CEP 21 - Run-exports in sharded Repodata
Title | CEP 21 - Run-exports in sharded Repodata |
Status | Approved |
Author(s) | Bas Zalmstra <bas@prefix.dev> |
Created | Jan 16, 2025 |
Updated | March 20, 2025 |
Discussion | https://github.com/conda/ceps/pull/108 |
Implementation | NA |
Abstract
We propose to add run-export information to the sharded repodata shards.
Motivation
When building conda packages the build infrastructure needs to extract run-export information from conda packages in the host- and build environments.
Run-export information is stored in a package and can be extracted by downloading the package and extracting the run_exports.json
file.
Even with the possibility to stream parts of .conda
files this is a relatively resource-intensive operation.
CEP 12 formalized a run_exports.json
file that is stored next repodata.json
file.
However, not all channels on the default server (conda.anaconda.org) provide this information which means falling back to downloading and extracting this information from the packages. It is possible to extract the data by only sparsly reading the file but the overhead is still relatively large.
Having two separate files also poses some problems as extra mechanisms have to be introduced in the build infrastructure to manage and sync both files on the build machines.
Specification
CEP 12 mentions the following reasons for splitting the information into two files:
- It would require extending the repodata schema, currently not formally standardized.
- It would increase the size of the already heavy repodata.json files.
- (Typed) repodata parsers would need to be updated to handle the new field. We propose that these reasons no longer hold with sharded repodata.
It would require extending the repodata schema, currently not formally standardized.

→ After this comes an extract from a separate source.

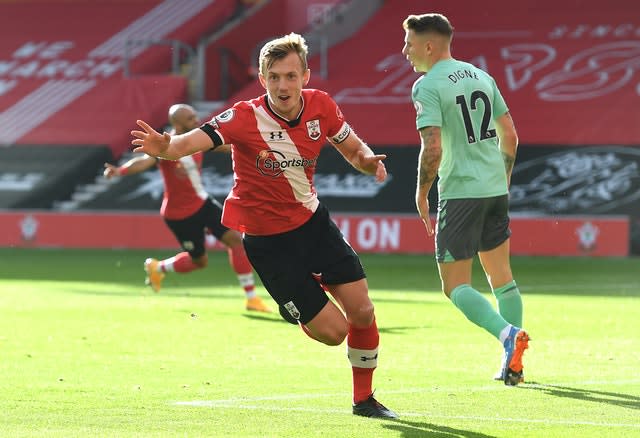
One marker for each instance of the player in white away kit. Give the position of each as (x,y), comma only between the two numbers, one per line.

We propose to add a run_export
field to each record that mimics the specification from CEP 12.
If the run_export
field is not present in the record it means no run_export
information is stored with the record, and a fallback mechanism should be used to acquire the run-export information.
Since adding a field will not break existing parsers we feel this is safe and does not require a schema change.
It would increase the size of the already heavy repodata.json files.
The size of the shards would grow if run-exports are added.
Let's take a look at the current sizes of run_exports.json and repodata.json files.
channel + subdir | size of repo_data.json | size of run_exports.json | repodata.json.zst | run_exports.json.zst |
---|---|---|---|---|
conda-forge + linux-64 | 254 MB | 34.7 MB (11%) | 38.4 MB | 2.2MB (5%) |
conda-forge + noarch | 107 MB | 13.6 MB (11%) | 16.7 MB | 0.9 MB (5%) |
conda-forge + osx-arm64 | 99.8 MB | 11.8 MB (11%) | 12.6 MB | 0.8 MB (6%) |
conda-forge + win-64 | 185 MB | 22.1 MB (11%) | 24.7 MB | 1.4 MB (5%) |
Since the repodata shards are also compressed we can conclude that in practice adding run exports information would increase the size of the repodata shards by roughly 5-6%.
With the introduction of sharded repodata in CEP 16 the issues with size (and scale) have been effectively mitigated. Adding 5-6% to the total size of the shards will not pose a risk since all advantages of sharded repodata mentioned in the CEP still hold.
(Typed) repodata parsers would need to be updated to handle the new field.
Unless parsers are very strict about unknown fields (which was not a requirement for sharded repodata shards) this will not pose an issue. Since the absence of the field means that the state of the run-exports is unknown adding the field does not require a schema change.
Patching
With the run-exports part of the repodata we propose to also allow repodata patching these fields. The original run-exports can still be extracted from the packages. We do not see a reason how the run-export information is different from other patchable information stored in the repodata (like the dependencies).
To facilitate these patches, the patch_instructions_version
in patch_instructions.json
files is incremented to 2
. A patch_instructions_version: 2
file MAY contain a run_exports: ...
field in the patch instructions that MUST be used to patch generated run_exports.json
files.
{
"packages": {
"_libarchive_static_for_cph-3.3.3-h0921cf1_1.tar.bz2": {
...,
"run_exports": {
"weak": ["libarchive >=3,<4"],
}
},
...
}
}
For a channel to provide run-export patches, it MUST contain a run_exports.json
file.
For build tools to support patched run exports it MUST always query the sharded repodata, or use a run_exports.json
file as the source of truth for the run exports.
If neither sharded repodata or a run_exports.json
file is present build tools can assume no run export patches exist.